When I worked as a DJ in the 70s at a 500w AM station we were still
driving that signal with a WWII era Xmitter which was prone to power and
frequency drift. My job included keeping an eye on those dials and
tweaking it back into spec. I would occasionally get calls from "fans"
who noticed our signal had drifted... at one point I started carrying a
transistor radio in my pocket with a earphone which allowed me to turn
down the monitor signals in the station (worked alone most of the time)
and listen to the transmitted signal rather than the source signal and
could notice the drift myself (as well as other infrequent reasons for
transmitter interruption.)
What 120 years and 3 generations has wrought?! The singularity is, in
spite of it's title has some "width" to it. I was surprised to find
that von Neumann is credited with first introducing the idea of a
technological singularity in private conversations with Stan Ulam in the
early 50s (but never writing about it) and that IJ Good might have been
the first to write about <Good, I.J. Speculations Concerning the First
Ultraintelligent Machine. Advances in Computers, 1965.>it in his
"speculations about the first ultra-intelligent machines" in 1965.
Ray Kurzweil (Age of intelligent machines 1987)
Verner Vinge /The Coming Technological Singularity: How to Survive in
the Post-Human Era./ NASA Vision-21 Symposium, 1993
Damien Broderick (australian - /The Spike/ 1997)
Bruce Sterling (/The Singularity: Your Future as a Black Hole/ - 2002)
As a "bookend" I find Sterling and Gibson's 1990s "Steampunk" novel The
Difference Engine (set in 1855) a great alt-hist speculation about how
said "singularity profile" might have been ramped up earlier based on
steam-era tech.
Is the singularity exponential, hyperbolic or logistic? I suppose only
hyperbolic qualifies as a literal (vertical asymptote) singularity?

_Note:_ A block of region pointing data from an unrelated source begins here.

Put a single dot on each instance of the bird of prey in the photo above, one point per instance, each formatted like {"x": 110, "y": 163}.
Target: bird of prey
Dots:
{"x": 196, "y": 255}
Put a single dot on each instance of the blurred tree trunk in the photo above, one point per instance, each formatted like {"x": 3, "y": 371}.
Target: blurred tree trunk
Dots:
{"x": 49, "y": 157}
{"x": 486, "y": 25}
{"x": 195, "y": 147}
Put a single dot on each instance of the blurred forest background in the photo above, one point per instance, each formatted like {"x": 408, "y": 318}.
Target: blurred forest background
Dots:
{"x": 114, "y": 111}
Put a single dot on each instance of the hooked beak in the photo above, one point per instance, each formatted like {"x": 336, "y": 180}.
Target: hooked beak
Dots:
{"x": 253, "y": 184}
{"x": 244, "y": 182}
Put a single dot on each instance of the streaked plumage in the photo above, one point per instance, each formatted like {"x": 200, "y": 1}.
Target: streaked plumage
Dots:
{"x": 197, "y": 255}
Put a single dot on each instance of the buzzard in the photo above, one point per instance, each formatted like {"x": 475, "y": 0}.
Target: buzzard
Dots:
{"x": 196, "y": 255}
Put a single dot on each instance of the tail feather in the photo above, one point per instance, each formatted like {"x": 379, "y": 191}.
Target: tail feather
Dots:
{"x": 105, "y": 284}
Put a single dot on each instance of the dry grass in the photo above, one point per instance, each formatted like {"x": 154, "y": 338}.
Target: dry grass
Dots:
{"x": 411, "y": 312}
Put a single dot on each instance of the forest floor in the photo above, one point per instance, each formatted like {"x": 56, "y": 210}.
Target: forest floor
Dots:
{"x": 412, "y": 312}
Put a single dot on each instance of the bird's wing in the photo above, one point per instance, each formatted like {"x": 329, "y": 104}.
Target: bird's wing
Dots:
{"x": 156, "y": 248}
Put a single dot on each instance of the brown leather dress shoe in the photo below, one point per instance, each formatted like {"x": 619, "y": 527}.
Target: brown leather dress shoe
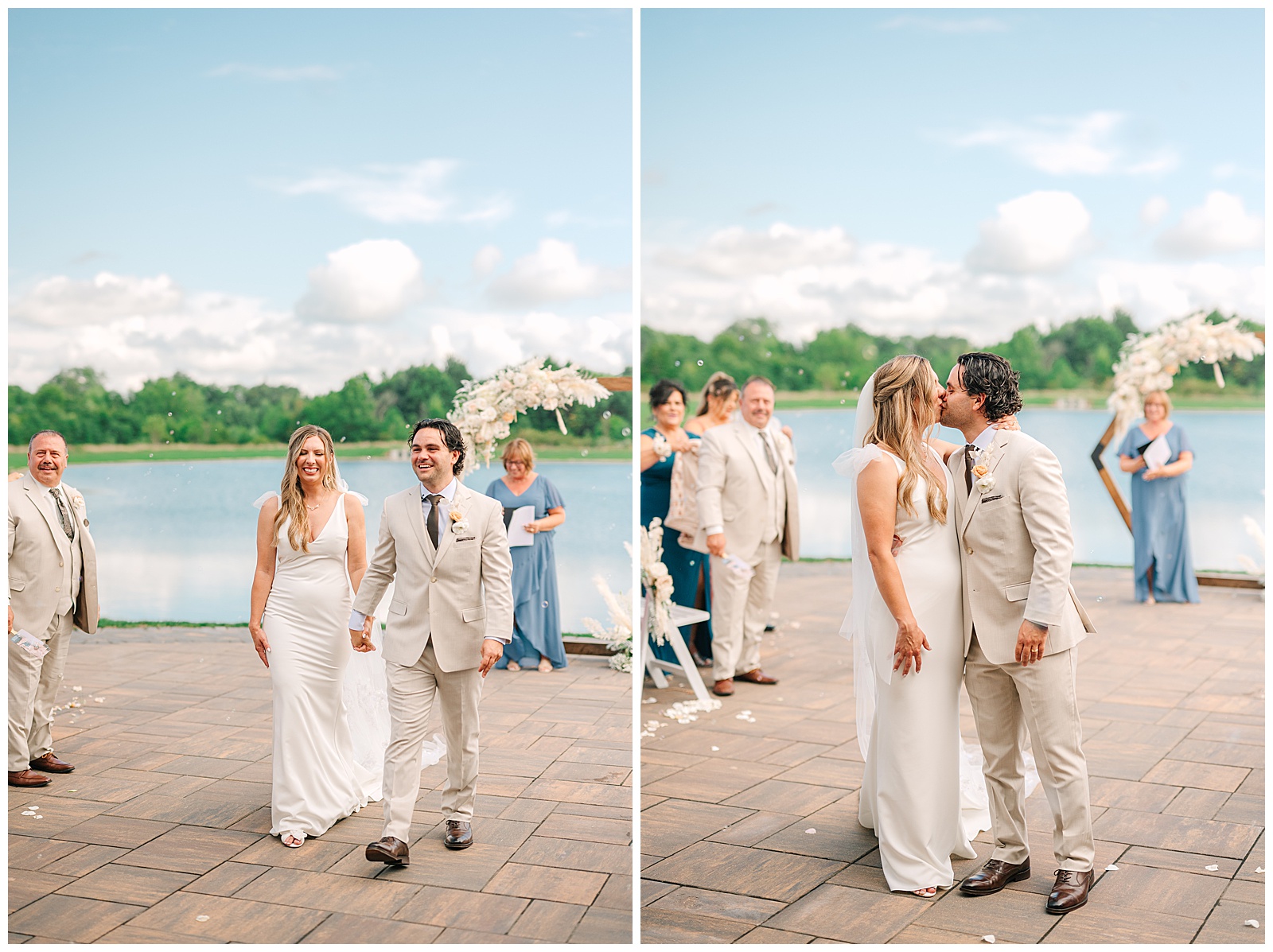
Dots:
{"x": 50, "y": 764}
{"x": 460, "y": 833}
{"x": 388, "y": 849}
{"x": 27, "y": 778}
{"x": 993, "y": 877}
{"x": 1069, "y": 892}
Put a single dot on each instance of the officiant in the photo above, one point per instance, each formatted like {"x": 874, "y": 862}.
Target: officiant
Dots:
{"x": 532, "y": 511}
{"x": 1158, "y": 455}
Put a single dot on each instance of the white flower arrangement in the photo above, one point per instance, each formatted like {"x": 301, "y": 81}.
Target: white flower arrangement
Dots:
{"x": 619, "y": 635}
{"x": 484, "y": 410}
{"x": 657, "y": 582}
{"x": 1150, "y": 362}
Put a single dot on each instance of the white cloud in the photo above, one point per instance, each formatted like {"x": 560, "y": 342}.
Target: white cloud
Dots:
{"x": 967, "y": 25}
{"x": 1220, "y": 224}
{"x": 805, "y": 280}
{"x": 1037, "y": 232}
{"x": 278, "y": 74}
{"x": 1154, "y": 210}
{"x": 395, "y": 194}
{"x": 487, "y": 260}
{"x": 64, "y": 302}
{"x": 554, "y": 273}
{"x": 1080, "y": 146}
{"x": 368, "y": 282}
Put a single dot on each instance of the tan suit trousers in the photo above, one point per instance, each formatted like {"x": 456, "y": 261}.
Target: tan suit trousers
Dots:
{"x": 740, "y": 610}
{"x": 1007, "y": 701}
{"x": 411, "y": 690}
{"x": 33, "y": 685}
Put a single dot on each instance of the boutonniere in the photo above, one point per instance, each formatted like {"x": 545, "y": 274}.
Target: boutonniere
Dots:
{"x": 458, "y": 525}
{"x": 982, "y": 476}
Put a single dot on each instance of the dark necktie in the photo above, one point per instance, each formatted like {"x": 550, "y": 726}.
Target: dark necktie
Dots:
{"x": 64, "y": 515}
{"x": 433, "y": 517}
{"x": 769, "y": 453}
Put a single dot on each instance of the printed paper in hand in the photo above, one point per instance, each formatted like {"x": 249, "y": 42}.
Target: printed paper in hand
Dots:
{"x": 31, "y": 644}
{"x": 517, "y": 534}
{"x": 1158, "y": 453}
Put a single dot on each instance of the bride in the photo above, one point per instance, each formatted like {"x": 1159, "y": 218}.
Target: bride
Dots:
{"x": 907, "y": 621}
{"x": 311, "y": 546}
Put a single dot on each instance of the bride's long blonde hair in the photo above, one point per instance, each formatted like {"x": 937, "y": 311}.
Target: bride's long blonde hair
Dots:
{"x": 292, "y": 498}
{"x": 903, "y": 411}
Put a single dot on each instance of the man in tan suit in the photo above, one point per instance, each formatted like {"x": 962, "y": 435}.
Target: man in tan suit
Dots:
{"x": 53, "y": 589}
{"x": 748, "y": 509}
{"x": 1022, "y": 624}
{"x": 446, "y": 550}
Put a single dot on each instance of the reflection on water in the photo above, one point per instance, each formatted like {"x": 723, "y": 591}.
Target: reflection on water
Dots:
{"x": 1226, "y": 483}
{"x": 177, "y": 541}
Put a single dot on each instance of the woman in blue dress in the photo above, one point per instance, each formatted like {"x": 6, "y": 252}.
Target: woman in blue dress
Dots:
{"x": 1162, "y": 561}
{"x": 536, "y": 612}
{"x": 659, "y": 449}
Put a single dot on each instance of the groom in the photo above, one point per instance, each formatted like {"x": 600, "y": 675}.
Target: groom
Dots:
{"x": 1022, "y": 623}
{"x": 451, "y": 616}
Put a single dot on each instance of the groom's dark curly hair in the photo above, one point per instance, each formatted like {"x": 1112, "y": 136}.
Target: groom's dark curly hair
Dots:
{"x": 451, "y": 436}
{"x": 993, "y": 377}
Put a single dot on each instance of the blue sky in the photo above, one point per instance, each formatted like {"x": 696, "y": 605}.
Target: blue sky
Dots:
{"x": 303, "y": 195}
{"x": 959, "y": 171}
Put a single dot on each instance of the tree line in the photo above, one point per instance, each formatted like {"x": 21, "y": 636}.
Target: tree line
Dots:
{"x": 1077, "y": 354}
{"x": 181, "y": 410}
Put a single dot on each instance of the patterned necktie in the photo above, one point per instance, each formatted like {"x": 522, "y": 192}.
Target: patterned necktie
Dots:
{"x": 64, "y": 515}
{"x": 769, "y": 453}
{"x": 433, "y": 517}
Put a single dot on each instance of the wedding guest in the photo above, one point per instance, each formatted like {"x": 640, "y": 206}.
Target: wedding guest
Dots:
{"x": 536, "y": 610}
{"x": 717, "y": 405}
{"x": 660, "y": 447}
{"x": 748, "y": 511}
{"x": 53, "y": 589}
{"x": 1160, "y": 527}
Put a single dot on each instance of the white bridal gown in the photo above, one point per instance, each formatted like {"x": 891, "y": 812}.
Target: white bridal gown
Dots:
{"x": 316, "y": 776}
{"x": 910, "y": 789}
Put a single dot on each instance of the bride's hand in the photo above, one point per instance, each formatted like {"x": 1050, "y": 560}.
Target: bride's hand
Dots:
{"x": 261, "y": 643}
{"x": 908, "y": 649}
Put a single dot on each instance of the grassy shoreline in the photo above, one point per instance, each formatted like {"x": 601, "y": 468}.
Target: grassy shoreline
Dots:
{"x": 178, "y": 452}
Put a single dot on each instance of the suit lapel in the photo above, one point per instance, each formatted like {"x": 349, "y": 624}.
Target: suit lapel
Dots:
{"x": 974, "y": 500}
{"x": 458, "y": 504}
{"x": 417, "y": 519}
{"x": 55, "y": 527}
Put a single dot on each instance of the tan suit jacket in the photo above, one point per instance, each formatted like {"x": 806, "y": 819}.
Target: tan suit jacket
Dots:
{"x": 1016, "y": 550}
{"x": 736, "y": 485}
{"x": 38, "y": 550}
{"x": 455, "y": 595}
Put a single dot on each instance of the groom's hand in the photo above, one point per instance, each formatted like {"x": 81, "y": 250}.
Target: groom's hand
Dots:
{"x": 1030, "y": 639}
{"x": 492, "y": 651}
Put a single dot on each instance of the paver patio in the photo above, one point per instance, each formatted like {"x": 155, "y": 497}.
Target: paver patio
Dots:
{"x": 161, "y": 833}
{"x": 1173, "y": 704}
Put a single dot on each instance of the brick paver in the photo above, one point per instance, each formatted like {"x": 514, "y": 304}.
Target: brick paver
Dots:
{"x": 1173, "y": 704}
{"x": 161, "y": 833}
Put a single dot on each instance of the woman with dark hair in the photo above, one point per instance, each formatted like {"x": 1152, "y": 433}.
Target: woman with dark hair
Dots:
{"x": 1158, "y": 455}
{"x": 660, "y": 445}
{"x": 536, "y": 611}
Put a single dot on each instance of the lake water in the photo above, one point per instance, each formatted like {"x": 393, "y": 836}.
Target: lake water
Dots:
{"x": 1226, "y": 481}
{"x": 176, "y": 541}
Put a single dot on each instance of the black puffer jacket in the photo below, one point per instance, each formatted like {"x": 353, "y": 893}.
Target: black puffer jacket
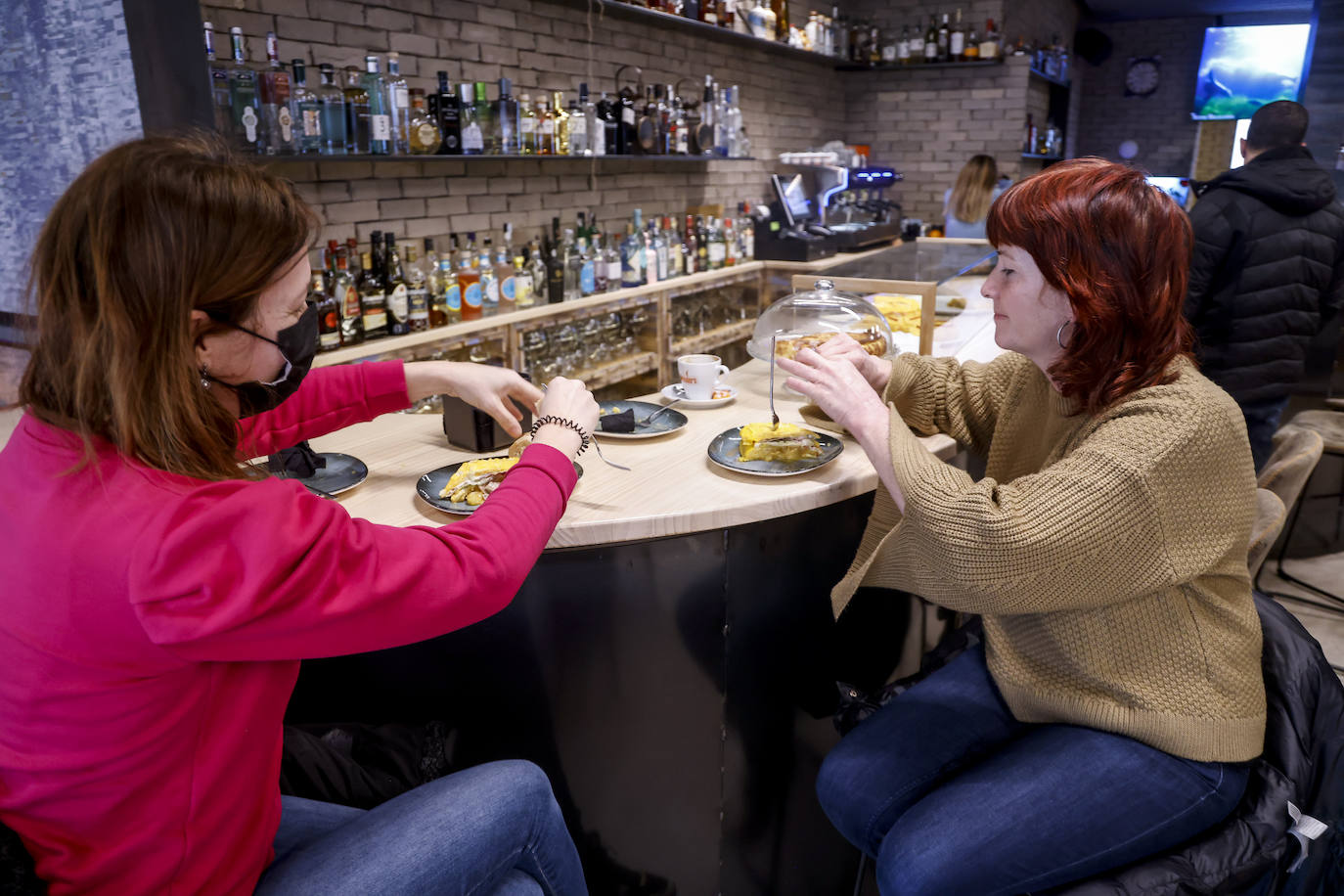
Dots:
{"x": 1251, "y": 850}
{"x": 1268, "y": 272}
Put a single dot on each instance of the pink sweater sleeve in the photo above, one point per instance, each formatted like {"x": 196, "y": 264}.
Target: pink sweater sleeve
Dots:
{"x": 268, "y": 571}
{"x": 331, "y": 398}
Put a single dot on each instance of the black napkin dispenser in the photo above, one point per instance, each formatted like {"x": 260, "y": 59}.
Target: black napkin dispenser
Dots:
{"x": 474, "y": 430}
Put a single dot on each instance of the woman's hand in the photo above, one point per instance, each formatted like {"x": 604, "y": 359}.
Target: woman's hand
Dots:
{"x": 841, "y": 391}
{"x": 481, "y": 385}
{"x": 570, "y": 400}
{"x": 876, "y": 371}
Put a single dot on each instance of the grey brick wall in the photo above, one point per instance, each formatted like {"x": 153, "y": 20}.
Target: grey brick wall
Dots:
{"x": 787, "y": 104}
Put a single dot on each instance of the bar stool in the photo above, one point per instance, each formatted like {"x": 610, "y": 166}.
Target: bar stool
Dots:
{"x": 1329, "y": 427}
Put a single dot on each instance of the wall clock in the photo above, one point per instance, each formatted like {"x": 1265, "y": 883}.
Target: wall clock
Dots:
{"x": 1142, "y": 75}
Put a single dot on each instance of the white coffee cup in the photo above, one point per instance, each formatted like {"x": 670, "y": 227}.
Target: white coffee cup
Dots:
{"x": 699, "y": 375}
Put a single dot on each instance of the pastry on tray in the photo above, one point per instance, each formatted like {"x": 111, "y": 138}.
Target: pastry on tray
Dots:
{"x": 474, "y": 479}
{"x": 783, "y": 442}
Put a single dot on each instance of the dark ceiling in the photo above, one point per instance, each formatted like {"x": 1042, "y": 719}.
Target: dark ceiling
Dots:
{"x": 1113, "y": 10}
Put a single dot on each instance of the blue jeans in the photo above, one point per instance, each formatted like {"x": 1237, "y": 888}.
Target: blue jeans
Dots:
{"x": 1261, "y": 424}
{"x": 951, "y": 794}
{"x": 489, "y": 830}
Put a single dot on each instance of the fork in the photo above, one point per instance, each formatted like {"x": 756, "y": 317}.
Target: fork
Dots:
{"x": 775, "y": 418}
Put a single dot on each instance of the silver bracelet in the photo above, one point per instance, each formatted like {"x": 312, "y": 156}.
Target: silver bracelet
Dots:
{"x": 567, "y": 424}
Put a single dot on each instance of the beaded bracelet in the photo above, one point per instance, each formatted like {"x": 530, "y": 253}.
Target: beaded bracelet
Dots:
{"x": 564, "y": 422}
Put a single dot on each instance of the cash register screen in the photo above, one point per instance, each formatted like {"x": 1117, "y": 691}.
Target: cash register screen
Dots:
{"x": 791, "y": 198}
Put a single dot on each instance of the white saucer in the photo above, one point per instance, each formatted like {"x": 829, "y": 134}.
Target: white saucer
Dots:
{"x": 674, "y": 391}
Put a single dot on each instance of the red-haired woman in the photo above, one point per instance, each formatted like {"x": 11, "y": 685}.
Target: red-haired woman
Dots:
{"x": 1117, "y": 697}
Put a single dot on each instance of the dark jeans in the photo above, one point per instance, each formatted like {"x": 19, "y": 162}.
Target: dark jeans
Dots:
{"x": 1261, "y": 425}
{"x": 951, "y": 794}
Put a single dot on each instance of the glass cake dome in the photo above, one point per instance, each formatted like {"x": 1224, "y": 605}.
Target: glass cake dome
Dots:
{"x": 808, "y": 319}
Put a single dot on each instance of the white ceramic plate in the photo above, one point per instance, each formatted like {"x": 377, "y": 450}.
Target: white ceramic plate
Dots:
{"x": 667, "y": 422}
{"x": 428, "y": 486}
{"x": 672, "y": 392}
{"x": 728, "y": 445}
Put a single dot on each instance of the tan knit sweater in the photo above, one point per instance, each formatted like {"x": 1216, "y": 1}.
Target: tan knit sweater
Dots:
{"x": 1106, "y": 554}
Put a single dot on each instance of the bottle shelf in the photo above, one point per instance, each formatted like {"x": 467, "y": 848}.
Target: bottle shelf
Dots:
{"x": 667, "y": 19}
{"x": 919, "y": 66}
{"x": 711, "y": 337}
{"x": 470, "y": 160}
{"x": 1042, "y": 75}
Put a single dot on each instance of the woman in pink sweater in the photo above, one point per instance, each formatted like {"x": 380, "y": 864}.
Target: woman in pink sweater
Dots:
{"x": 160, "y": 594}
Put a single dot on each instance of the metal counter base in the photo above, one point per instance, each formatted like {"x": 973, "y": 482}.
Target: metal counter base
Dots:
{"x": 676, "y": 691}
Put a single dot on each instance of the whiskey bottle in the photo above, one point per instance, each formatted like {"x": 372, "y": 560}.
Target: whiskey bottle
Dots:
{"x": 398, "y": 105}
{"x": 356, "y": 112}
{"x": 328, "y": 315}
{"x": 395, "y": 289}
{"x": 373, "y": 299}
{"x": 243, "y": 96}
{"x": 347, "y": 295}
{"x": 425, "y": 137}
{"x": 473, "y": 135}
{"x": 305, "y": 111}
{"x": 218, "y": 85}
{"x": 449, "y": 117}
{"x": 506, "y": 119}
{"x": 277, "y": 124}
{"x": 380, "y": 114}
{"x": 417, "y": 289}
{"x": 334, "y": 140}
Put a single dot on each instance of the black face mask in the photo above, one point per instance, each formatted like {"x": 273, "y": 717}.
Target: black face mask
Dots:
{"x": 297, "y": 345}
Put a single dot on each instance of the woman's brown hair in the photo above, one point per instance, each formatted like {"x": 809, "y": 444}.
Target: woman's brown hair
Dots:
{"x": 150, "y": 231}
{"x": 974, "y": 190}
{"x": 1120, "y": 248}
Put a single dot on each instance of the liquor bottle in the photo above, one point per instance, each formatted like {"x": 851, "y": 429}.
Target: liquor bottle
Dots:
{"x": 417, "y": 291}
{"x": 277, "y": 124}
{"x": 395, "y": 289}
{"x": 218, "y": 85}
{"x": 545, "y": 129}
{"x": 989, "y": 42}
{"x": 536, "y": 267}
{"x": 523, "y": 295}
{"x": 356, "y": 112}
{"x": 373, "y": 301}
{"x": 424, "y": 133}
{"x": 504, "y": 273}
{"x": 609, "y": 124}
{"x": 380, "y": 113}
{"x": 333, "y": 139}
{"x": 470, "y": 280}
{"x": 578, "y": 129}
{"x": 579, "y": 119}
{"x": 473, "y": 129}
{"x": 347, "y": 297}
{"x": 449, "y": 117}
{"x": 243, "y": 96}
{"x": 305, "y": 111}
{"x": 506, "y": 119}
{"x": 437, "y": 285}
{"x": 489, "y": 283}
{"x": 560, "y": 119}
{"x": 452, "y": 288}
{"x": 328, "y": 315}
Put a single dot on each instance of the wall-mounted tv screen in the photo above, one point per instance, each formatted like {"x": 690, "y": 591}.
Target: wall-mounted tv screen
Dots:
{"x": 1246, "y": 66}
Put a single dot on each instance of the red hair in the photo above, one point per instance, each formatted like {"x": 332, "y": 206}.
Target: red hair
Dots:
{"x": 1120, "y": 250}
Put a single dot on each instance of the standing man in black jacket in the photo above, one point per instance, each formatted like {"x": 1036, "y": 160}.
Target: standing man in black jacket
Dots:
{"x": 1268, "y": 269}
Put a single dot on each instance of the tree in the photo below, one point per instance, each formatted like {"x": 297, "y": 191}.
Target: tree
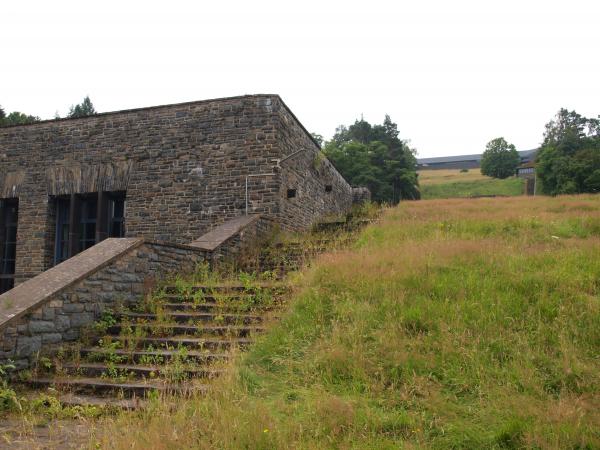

And my own techno-dys/utopian fantasies are all more logistic even if
they start out exponential and veer toward hyperbolic, reality (in the
form of physical limits and conservation laws) intrudes and damps things
out to a horizontal asymptote, only to be overtaken by another logistic
curve driven by a different process?
On 11/19/24 9:14 AM, glen wrote:
>
> https://mastodon.social/@bruces/113510394317558182
>
> For those who don't care about Mastodon or Bruce Sterling, Bruce links
> to a Nature article:
>
> Space weather mapped by millions of smartphones
> https://www.nature.com/articles/d41586-024-03545-5
>> Phone users around the world are enabling the creation of a
>> space-weather monitor that will deepen our understanding of the
>> physics governing Earth’s ionized upper atmosphere and improve the
>> accuracy of satellite positioning.